I nodded even though he couldn’t see me.
“Are you scared?” he asked, his voice turning toward me.
“No.” My hand absently went to the cross around my neck.
“Liar.” He laughed. “You should be scared. Any sane person would.”
“Are you?”
“No.”
“You just said any sane person would.”
“I think you answered your own question.”
Even though my eyes had adjusted to the blackness, all I could see was his silhouette, the strong lines of his body. His face was hidden in the shadows and somehow that made it easier to talk.
“Do you think you are insane?”
“I’ve always known I was different. My mind works differently.”
“How?”
I didn’t expect an answer, but I couldn’t help asking.
“When I was fourteen I left the foster family I’d been assigned to.
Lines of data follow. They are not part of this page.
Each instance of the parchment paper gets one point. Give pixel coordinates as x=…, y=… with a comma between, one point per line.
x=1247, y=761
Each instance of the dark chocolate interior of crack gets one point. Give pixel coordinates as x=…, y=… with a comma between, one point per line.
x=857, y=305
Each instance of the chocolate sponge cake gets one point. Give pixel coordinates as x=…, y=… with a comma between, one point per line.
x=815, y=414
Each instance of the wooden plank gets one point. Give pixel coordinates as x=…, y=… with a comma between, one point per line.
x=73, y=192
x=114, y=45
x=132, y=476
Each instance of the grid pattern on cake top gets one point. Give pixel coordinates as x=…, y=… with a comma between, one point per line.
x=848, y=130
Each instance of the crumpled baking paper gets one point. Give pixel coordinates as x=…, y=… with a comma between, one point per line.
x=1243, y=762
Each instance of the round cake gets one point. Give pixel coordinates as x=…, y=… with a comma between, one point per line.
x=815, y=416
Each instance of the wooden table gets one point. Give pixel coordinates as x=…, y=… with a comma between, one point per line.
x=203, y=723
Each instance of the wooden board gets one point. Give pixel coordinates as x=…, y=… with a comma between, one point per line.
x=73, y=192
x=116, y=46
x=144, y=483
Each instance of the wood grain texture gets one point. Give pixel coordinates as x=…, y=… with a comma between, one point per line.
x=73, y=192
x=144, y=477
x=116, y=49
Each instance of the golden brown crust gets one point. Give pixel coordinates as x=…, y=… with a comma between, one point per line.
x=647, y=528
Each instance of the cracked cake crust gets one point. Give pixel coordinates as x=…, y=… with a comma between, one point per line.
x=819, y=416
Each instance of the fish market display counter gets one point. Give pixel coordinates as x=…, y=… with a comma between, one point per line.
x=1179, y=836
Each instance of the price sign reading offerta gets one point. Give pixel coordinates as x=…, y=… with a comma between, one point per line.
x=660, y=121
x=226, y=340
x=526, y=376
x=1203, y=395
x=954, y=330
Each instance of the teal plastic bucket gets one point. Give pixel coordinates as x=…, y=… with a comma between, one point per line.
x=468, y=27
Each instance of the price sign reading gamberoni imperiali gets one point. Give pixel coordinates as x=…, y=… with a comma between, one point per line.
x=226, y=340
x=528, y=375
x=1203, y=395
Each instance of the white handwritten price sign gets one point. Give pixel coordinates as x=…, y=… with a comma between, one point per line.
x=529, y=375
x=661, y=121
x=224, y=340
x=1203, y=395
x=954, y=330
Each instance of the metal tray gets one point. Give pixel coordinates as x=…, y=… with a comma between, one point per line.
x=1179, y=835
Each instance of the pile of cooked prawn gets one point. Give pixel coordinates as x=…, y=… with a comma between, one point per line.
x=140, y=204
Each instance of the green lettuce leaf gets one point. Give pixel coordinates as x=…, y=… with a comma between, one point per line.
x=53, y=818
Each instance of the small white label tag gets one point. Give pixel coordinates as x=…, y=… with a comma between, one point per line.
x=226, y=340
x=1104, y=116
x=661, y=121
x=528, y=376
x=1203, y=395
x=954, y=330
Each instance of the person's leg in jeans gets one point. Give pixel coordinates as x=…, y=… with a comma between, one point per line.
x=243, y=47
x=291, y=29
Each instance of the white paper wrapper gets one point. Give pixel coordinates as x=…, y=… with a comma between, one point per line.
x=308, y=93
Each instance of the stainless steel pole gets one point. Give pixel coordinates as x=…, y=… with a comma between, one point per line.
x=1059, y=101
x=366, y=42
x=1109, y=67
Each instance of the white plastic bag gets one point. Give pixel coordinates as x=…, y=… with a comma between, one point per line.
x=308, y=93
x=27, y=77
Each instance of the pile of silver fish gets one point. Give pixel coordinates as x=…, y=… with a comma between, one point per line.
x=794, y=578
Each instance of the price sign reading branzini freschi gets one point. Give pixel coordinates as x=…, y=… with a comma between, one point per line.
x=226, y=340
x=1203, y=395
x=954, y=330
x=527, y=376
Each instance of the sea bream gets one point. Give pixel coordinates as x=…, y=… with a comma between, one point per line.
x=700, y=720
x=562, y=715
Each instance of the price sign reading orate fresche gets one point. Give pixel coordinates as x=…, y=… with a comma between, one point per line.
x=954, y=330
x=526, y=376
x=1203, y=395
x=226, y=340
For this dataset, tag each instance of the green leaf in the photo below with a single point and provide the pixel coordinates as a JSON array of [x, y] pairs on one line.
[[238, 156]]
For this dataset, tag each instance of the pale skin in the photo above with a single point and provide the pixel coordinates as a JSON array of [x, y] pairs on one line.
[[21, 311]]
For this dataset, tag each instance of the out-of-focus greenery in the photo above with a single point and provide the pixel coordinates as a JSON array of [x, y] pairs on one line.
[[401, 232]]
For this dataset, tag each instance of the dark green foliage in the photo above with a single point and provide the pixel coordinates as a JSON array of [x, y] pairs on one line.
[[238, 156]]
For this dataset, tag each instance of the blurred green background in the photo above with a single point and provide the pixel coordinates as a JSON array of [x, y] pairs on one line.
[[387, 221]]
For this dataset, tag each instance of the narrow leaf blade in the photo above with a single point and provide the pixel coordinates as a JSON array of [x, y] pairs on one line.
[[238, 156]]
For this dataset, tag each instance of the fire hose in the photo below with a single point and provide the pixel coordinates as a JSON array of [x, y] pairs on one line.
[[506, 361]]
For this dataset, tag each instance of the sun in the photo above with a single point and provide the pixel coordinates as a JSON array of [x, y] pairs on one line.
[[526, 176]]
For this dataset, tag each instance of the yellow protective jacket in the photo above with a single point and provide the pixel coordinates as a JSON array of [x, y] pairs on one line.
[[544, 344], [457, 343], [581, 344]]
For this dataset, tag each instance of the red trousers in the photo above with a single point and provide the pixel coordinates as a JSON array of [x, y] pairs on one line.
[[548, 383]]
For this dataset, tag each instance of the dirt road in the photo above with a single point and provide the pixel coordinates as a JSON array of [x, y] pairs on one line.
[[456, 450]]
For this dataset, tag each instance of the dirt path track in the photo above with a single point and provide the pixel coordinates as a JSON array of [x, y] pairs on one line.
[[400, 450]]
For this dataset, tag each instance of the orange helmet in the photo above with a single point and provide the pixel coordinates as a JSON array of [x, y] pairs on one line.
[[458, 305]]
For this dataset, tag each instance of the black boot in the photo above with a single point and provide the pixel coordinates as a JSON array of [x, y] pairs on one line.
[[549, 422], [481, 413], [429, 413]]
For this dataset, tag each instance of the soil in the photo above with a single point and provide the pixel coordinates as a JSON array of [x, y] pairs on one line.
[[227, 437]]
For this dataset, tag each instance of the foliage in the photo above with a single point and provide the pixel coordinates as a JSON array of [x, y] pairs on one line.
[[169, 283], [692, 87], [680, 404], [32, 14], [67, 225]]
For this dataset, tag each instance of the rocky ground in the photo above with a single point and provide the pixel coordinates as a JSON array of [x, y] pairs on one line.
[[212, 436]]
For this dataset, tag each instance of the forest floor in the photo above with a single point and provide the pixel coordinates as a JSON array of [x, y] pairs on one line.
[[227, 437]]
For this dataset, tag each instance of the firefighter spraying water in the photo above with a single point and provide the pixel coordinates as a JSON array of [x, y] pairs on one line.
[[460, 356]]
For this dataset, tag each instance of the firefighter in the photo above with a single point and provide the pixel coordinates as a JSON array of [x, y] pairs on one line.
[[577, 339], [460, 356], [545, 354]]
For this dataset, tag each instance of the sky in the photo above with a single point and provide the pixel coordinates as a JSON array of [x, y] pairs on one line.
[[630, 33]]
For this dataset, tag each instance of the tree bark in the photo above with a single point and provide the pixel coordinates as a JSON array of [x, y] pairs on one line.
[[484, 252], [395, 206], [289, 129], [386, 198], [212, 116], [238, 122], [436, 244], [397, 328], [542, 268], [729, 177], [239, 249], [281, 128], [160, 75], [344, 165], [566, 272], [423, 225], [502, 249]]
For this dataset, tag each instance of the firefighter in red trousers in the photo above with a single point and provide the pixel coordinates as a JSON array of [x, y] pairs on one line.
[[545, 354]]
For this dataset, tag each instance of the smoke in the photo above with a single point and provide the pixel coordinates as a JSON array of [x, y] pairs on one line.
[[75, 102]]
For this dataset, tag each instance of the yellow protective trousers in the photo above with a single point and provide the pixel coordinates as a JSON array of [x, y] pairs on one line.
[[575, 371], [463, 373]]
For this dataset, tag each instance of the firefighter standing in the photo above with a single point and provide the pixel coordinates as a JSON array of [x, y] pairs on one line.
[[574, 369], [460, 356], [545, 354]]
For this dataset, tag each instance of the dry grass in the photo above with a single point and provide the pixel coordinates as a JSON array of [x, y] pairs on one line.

I was done being with people who didn’t want me and being around a piece of shit who thought hurting little kids was entertainment. There was a local library that didn’t have surveillance cameras. It was warm inside and I didn’t have to worry about some pervert trying to rape me in my sleep or stealing whatever I had. First time ever that I could remember feeling safe. I read a lot—newspapers, books, magazines—reading until I couldn’t keep my eyes open any longer. Figured if knowledge was power then I wanted as much of it as I could gather.”
I stayed silent, pushing aside the questions that were burning through my mind hoping he would keep going.
“Learning wasn’t hard for me for some reason. I guess I wasn’t as dumb as people had assumed, I used what I’d learned and applied it to the street. I slept in that library for four years before they finally upgraded their security system. By then, I had gotten what I needed and made enough money to get my own place.”
“Is that when you went looking for your mother?”
“No, I went looking for her after I killed my last foster father. I wanted to kill her too,” he responded with zero emotion.
I gasped. I couldn’t help it.
“Yeah, that part didn’t make it into the file.” He turned, the smile in his voice. “They never connected it to me. He’d deserved it. They had another foster kid living with them at the time—a girl this time—and I’d heard he liked to touch her while she slept. Liked to brag about it when he was drinking at the bar and there weren’t many places the * liked to drink. I’d been biding my time. As for my mother—the whore who’d brought me into this word—well, she was guilty by default.”